Der dritte Gelehrte sprach: "Aber nein, ein Elefant ist wie eine dicke Säule." Er hatte ein Bein des Elefanten berührt.
Der vierte Weise sagte: "Also ich finde, ein Elefant ist wie eine kleine Strippe mit ein paar Haaren am Ende", denn er hatte nur den Schwanz des Elefanten ertastet.
Und der fünfte Weise berichtete seinem König: " Also ich sage, ein Elefant ist wie ein riesige Masse, mit Rundungen und ein paar Borsten darauf." Dieser Gelehrte hatte den Rumpf des Tieres berührt.
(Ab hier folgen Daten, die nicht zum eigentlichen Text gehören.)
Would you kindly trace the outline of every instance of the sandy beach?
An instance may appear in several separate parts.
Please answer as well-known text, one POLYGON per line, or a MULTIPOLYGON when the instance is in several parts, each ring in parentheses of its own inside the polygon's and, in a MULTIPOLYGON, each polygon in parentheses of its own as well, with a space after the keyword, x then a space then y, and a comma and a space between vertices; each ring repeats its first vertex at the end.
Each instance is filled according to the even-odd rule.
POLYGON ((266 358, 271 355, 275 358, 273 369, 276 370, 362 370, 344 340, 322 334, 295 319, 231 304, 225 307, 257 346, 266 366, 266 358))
Nach diesen widersprüchlichen Äußerungen fürchteten die Gelehrten den Zorn des Königs, konnten sie sich doch nicht darauf einigen, was ein Elefant wirklich ist.Doch der König lächelte weise: "Ich danke Euch, denn ich weiß nun, was ein Elefant ist: Ein Elefant ist ein Tier mit einem Rüssel, der wie ein langer Arm ist, mit Ohren, die wie Fächer sind, mit Beinen, die wie starke Säulen sind, mit einem Schwanz, der einer kleinen Strippe mit ein paar Haaren daran gleicht und mit einem Rumpf, der wie eine große Masse mit Rundungen und ein paar Borsten ist."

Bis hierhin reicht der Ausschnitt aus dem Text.